# Opinion on Whitecap Resources WCP?



## jargey3000 (Jan 25, 2011)

Thought i'd post separately from the main WCP thread.
I bought 1000 shares back in '14 - just before the drop (around $16/share). Considering buying another 1000 at today's levels to lower my avg. cost-per-share. I don't usually try to 'catch falling knives' & just wondering what others think of this move at this time for this stock? (I guess I've got to think that oil prices have maybe touched a bottom & may continue to bubble up ...) Thoughts? Comments?
(Current price today,Feb 29/16= $7.64)


----------



## daddybigbucks (Jan 30, 2011)

i remember before the oil bust, Whitecap was an analyst darling.
I looked at its financials but they are pretty sparse on Tsxmoney site. That is usually a red flag for me.
Plus it looks like they have no cash on hand. Another red flag.
i ended my look there.

One thing i find interesting, is that Investing Income. Most oil companies have huge losses in this area. I assume because they know oil so they invest in other Oil companies.
Wouldnt it be smarter, to invest in other areas instead to compensate for a oil bust? Hindsight is 20/20 i guess.


----------



## Eder (Feb 16, 2011)

My kid bought a bunch of Whitecap the other day after listening to random analysts throwing darts. I sat him down & walked him through their financials...he sold the same day & bought more RY.


----------



## Freedom45 (Jan 29, 2011)

I hold a small position (<300sh) averaged @$10.58. I'm obviously down, but continue to hold. I think when (if) oil turns around, if Whitecap is still standing, they'll do well. If oil stays down for an extended period, there won't be very many survivors in the sector, WCP included.


----------



## Video_Frank (Aug 2, 2013)

jargey3000 said:


> I bought 1000 shares back in '14 - just before the drop (around $16/share). Considering buying another 1000 at today's levels...

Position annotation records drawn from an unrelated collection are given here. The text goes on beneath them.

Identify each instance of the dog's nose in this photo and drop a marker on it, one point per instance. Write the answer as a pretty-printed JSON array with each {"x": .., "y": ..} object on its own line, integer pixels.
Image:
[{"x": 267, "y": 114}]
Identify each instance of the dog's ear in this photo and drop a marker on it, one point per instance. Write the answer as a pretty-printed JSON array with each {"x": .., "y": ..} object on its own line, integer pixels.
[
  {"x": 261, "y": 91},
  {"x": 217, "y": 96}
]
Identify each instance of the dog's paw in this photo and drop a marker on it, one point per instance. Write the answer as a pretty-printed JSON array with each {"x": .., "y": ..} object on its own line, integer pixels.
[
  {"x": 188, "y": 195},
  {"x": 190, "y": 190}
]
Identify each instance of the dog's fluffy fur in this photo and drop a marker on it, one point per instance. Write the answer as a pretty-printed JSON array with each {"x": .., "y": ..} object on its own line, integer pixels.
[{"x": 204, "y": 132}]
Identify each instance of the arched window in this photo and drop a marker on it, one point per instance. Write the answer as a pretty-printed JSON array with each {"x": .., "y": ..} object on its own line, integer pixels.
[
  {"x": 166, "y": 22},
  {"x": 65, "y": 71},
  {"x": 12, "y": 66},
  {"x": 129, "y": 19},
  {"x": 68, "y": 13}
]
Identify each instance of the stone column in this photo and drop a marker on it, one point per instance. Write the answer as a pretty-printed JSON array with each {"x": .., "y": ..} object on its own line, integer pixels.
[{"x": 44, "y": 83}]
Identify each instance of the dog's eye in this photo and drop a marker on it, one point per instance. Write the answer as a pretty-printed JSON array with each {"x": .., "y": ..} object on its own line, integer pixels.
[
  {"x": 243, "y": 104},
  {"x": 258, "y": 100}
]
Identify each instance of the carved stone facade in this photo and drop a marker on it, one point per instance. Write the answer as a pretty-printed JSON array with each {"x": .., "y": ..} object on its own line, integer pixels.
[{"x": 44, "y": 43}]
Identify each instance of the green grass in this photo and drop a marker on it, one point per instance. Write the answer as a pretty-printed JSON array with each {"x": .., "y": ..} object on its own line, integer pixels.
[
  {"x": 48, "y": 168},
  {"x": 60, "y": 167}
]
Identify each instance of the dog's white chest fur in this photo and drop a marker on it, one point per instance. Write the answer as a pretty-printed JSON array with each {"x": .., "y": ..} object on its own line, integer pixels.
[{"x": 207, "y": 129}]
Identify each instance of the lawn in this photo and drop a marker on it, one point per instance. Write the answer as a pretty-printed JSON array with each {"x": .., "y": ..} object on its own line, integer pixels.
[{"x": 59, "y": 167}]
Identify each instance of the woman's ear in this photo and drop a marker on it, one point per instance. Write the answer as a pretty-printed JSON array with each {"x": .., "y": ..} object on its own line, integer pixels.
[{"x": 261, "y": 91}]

What was your reason for buying it? What was your reason for still holding it? How does it fit into your investment strategy? Upon what information are you basing your possible decision to buy more?


----------



## doctrine (Sep 30, 2011)

WCP is one of the best; I would say that the dividend and production is relatively sustainable for at least a year at $35 WTI before they start getting in more trouble. They are assuming prices to rise above $40 by the end of the year but have some room in their budget. I think it looks good under $8. If oil falls back to $30 for any length of time, though, I would expect the dividend to be cut at least in half again if not eliminated by the end of the year.


----------